Title: Familial Traits
Fandom: Harry Potter
Pairing: Remus/Tonks
Format
& Word Count: Ficlet,
627 words
Rating: G
Prompt: For the rt_challenge
August ficathon #1, old lady
Warning: Mentions the start of DH.
Summary: There are certain things
that run in families...
There are times when Mary Tonks is grateful that her family traditionally have had very robust cardiac health. Otherwise, she’d have collapsed from a shock-induced heart attack several times over.
Like when her son was eleven years old and she answered a knock on the door to see a tall man with half moon spectacles, a long white hair and beard, dressed in a purple velvet suit and matching trilby.
“Good day Mrs Tonks,” he said, charming and polite, as she goggled at him, anything but. “Might I have a word about your son, Ted?”
Finding out her son was a wizard was not as much of a shock as it might have been. In fact, it explained a lot.
Or the time that her son was twenty years old and she stood in her kitchen and clutched the table as if her life depended on it, listening to Ted tell her that he was eloping with a witch whose family couldn’t stand him because he was a Muggle-born, and that his life could actually be in danger, because some of her family were slightly fanatical.
Or the time that an owl flew in the window with a note for her attached to its leg. Mary, by this time, was used to Owl Post, but the dratted thing arrived during her book club meeting, and consternation ensued. That had been enough to induce severe heart palpitations, even without reading the note - “Danger too great, in hiding, don’t worry, Ted.”
The last time that she was grateful for good health was when her granddaughter – her first grandchild – was born. “She’s one in a million,” Ted told her proudly, and she’d smiled her “Yes dear” smile and told him, “Every new father thinks that.”
Of course, her son had an answer for that. “But she is Mum… she’s a Metamorphmagus.”
Mary hadn’t the faintest clue what that meant. But when she first held her granddaughter and saw her hair go from turquoise to purple to pink in as many minutes, she was very glad she was sitting down.
Between that and the name that Andromeda saddled the poor child with, it was enough to make anyone reach for the smelling salts.
Mary Tonks thought she’d heard everything.

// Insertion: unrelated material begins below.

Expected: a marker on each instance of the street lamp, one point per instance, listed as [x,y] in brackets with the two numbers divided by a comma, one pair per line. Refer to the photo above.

Until her pink-haired granddaughter arrived at her front door one day, dragging a rather bemused looking chap with her. “Granny, this is Remus,” she announced cheerfully. The young man – well, not too young, though a second glance told Mary that he looked older than his years – shook her hand, told her it was a pleasure to meet her, but then Dora spoke again, and Mary had to sit down. “We’re getting married this afternoon; you’ll come, won’t you?”
She’d taken ten minutes to chat to Remus and actually find out more about him than his first name before going upstairs to change into her best suit and hat.
When they arrived at her son’s house, he and Andromeda were already dressed, and several people in robes were already there. Remus was instantly spirited off by a red-haired man and woman, and Andromeda ushered Dora upstairs, leaving Mary and Ted to talk.
“He seems like a lovely chap,” said Mary, because in the brief time she’d had to talk to him, he’d been nothing but polite to her. “And it’s plain that he adores Dora.”
“Oh yes, yes,” Ted nodded, but there were faint furrows on his brow that weren’t clearing. “Shame about the werewolf thing, but you can’t have everything I suppose…” As his words sank in, Mary’s hand flew to her lips, and Ted grew suddenly very pale. “They did tell you, didn’t they?”
Shaking her head,
the only thing Mary could think to say was, “Like father, like daughter.”